5 citations recorded*CCLD

What does Type A vs Type B mean?

Type A. Serious citation. Imminent or substantial risk to children. The regulator requires corrective action immediately and may impose a civil penalty.

Type B. Lower-severity citation. Corrective action required, no imminent risk. The regulator monitors compliance on the next visit.

  • 1569.618(c)(3)Type A

    Per record review, three out of four staff/caregivers lack current First Aid; Three out of four staff lack current CPR certification the licensee did not comply with the section cited above in [3] out of (4] which poses an immediate health, safety or personal rights risk to persons in care.

  • 1569.625(b)(2)Type B

    Per record reviews, Three out of Four staff lack required annual training, the licensee did not comply with the section cited above in [3] out of [4] staff] which poses/posed a potential health, safety or personal rights risk to persons in care.

  • 87202(a)Type A

    Per file review and observations by the LPA, facility is fire cleared for four ambulatory, and two(2) non-ambulatory only. Licensee has a two additional non-ambulatory residents, and a bedridden resident admitted into the facility, which is out of compliance with the approved fire clearance, the licensee did not comply with the section cited above in [3] out of 3] admitted residents] which poses an immediate health, safety or personal rights risk to persons in care.

  • 87303(a)Type B

    LPA observed that two resident rooms with very dirty carpet, one room is on the upstairs level, and the other is on the downstairs level, the licensee did not comply with the section cited above in [count] out of [total count] [(objects) (persons)] [identifiers] which poses/posed a potential health, safety or personal rights risk to persons in care.

  • 87625(b)(3)Type B

    LPA observed a resident room to have a strong urine odor as soon as the resident's door was opened, the licensee did not comply with the section cited above in [1] out of [3] resident rooms] which poses/posed a potential health, safety or personal rights risk to persons in care.

FAQ · About this visit

Common questions about this visit

What happened during the September 18, 2023 inspection of LINDA FALLS GUEST HOME 1?

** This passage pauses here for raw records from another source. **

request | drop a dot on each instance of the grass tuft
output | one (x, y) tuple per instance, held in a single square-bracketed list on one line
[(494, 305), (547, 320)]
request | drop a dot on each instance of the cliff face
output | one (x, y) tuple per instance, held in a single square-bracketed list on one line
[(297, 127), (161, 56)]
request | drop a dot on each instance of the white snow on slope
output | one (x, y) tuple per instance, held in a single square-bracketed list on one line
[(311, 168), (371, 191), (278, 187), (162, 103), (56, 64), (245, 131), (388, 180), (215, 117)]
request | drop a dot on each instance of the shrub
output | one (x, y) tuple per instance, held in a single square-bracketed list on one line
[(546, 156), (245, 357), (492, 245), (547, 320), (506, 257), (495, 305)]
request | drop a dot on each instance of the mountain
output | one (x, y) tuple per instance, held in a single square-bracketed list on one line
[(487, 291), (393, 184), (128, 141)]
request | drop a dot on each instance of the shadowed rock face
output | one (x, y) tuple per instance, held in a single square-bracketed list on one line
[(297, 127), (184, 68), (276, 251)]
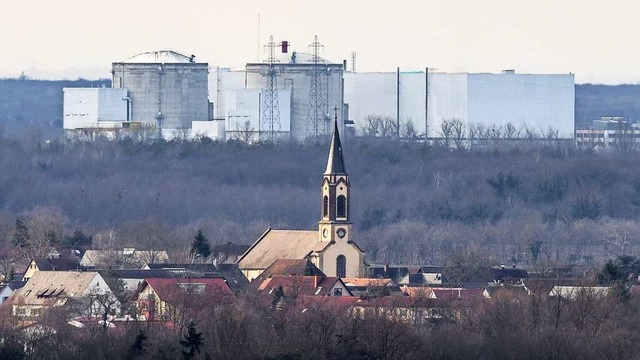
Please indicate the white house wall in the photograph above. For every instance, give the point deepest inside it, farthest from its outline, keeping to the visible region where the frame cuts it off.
(447, 100)
(222, 80)
(540, 102)
(369, 94)
(86, 107)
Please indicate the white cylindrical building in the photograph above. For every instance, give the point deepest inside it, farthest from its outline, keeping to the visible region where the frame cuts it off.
(168, 90)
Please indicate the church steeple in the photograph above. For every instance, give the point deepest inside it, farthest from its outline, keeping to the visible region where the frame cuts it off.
(335, 163)
(335, 223)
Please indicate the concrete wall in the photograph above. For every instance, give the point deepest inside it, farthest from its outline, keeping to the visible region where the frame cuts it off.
(172, 95)
(213, 129)
(222, 80)
(540, 102)
(536, 101)
(87, 107)
(297, 79)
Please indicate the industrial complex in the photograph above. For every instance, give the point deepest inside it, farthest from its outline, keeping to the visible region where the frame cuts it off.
(294, 95)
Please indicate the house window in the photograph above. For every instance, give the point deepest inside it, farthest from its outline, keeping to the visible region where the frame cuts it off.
(341, 206)
(341, 266)
(325, 206)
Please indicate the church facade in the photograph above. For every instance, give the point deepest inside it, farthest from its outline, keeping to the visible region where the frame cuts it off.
(330, 248)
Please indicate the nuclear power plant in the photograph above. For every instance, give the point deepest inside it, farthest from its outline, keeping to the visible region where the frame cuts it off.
(295, 95)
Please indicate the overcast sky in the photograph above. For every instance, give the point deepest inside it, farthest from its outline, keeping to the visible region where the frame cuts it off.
(596, 40)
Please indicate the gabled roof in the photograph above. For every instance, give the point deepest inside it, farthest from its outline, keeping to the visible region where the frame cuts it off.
(431, 269)
(230, 272)
(301, 285)
(281, 244)
(458, 293)
(542, 286)
(335, 163)
(46, 287)
(500, 274)
(288, 267)
(213, 289)
(138, 274)
(14, 284)
(182, 267)
(367, 282)
(496, 290)
(162, 57)
(229, 250)
(130, 256)
(57, 264)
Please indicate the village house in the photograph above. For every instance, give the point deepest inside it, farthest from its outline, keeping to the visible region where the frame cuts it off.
(126, 258)
(8, 288)
(172, 299)
(228, 253)
(51, 264)
(288, 267)
(368, 287)
(230, 272)
(331, 248)
(84, 294)
(291, 287)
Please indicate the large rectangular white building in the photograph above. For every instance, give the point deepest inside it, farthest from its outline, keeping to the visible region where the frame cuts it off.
(539, 103)
(94, 107)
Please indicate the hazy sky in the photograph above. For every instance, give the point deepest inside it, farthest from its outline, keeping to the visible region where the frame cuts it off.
(596, 40)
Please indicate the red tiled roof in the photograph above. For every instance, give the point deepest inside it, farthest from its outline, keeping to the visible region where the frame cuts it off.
(457, 293)
(169, 288)
(300, 285)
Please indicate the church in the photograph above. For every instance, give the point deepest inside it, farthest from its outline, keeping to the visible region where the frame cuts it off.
(331, 247)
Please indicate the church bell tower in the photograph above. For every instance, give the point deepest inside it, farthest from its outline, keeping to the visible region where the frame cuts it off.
(335, 223)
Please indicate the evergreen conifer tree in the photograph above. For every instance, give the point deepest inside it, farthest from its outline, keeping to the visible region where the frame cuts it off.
(192, 342)
(200, 246)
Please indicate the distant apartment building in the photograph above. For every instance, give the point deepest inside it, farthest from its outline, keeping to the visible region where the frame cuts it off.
(609, 132)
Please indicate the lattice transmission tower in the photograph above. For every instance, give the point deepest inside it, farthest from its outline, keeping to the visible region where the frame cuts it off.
(270, 122)
(317, 120)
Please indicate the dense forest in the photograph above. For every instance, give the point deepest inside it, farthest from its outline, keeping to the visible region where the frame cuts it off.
(522, 202)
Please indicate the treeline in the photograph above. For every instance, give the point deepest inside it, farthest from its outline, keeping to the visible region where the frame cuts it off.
(510, 326)
(595, 101)
(24, 101)
(411, 202)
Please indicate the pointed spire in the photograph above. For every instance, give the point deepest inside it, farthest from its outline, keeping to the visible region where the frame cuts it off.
(335, 163)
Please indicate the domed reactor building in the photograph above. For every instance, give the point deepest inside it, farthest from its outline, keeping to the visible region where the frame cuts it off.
(166, 90)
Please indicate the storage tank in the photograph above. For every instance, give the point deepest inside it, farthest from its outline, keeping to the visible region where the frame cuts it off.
(168, 90)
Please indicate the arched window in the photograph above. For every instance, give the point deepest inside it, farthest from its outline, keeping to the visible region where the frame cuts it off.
(325, 206)
(341, 206)
(341, 266)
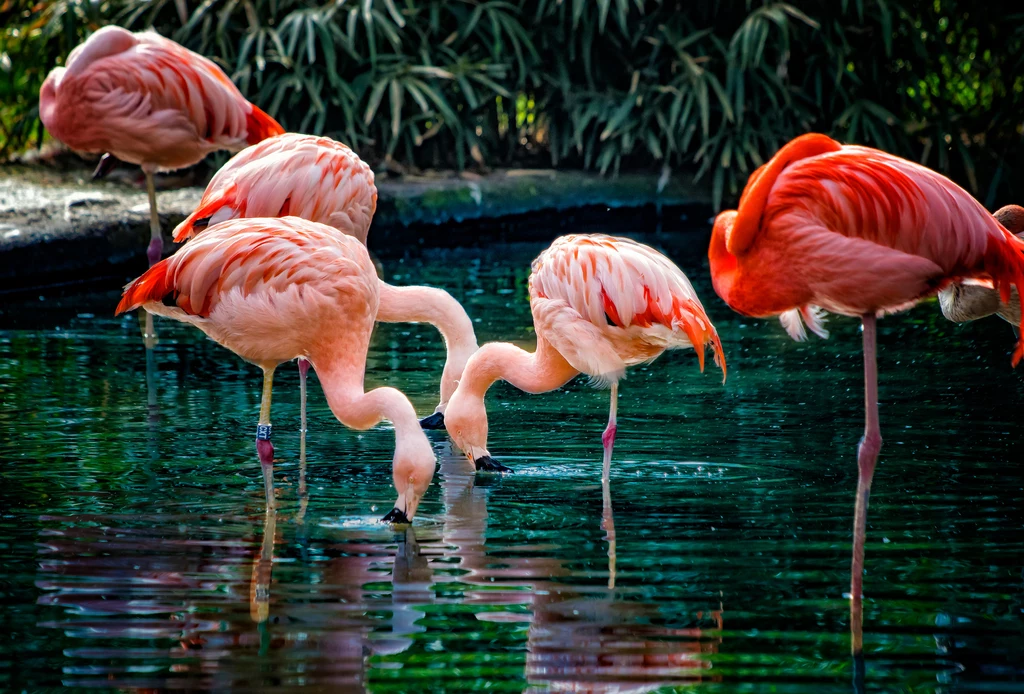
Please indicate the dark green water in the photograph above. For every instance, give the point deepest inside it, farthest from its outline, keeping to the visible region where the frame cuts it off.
(133, 533)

This was a inspection inspection of LINDA FALLS GUEST HOME 1 on September 18, 2023. 5 citations were issued: 2 Type A (serious) and 3 Type B.

Were any citations issued to LINDA FALLS GUEST HOME 1 on September 18, 2023?

Yes, 5 citations were issued (2 Type A, 3 Type B). The first citation was for: "Per record review, three out of four staff/caregivers lack current First Aid; Three out of four staff lack current CPR c..."

What type of inspection was this?

This was a inspection inspection. inspection inspections are conducted by CCLD as part of their licensing oversight.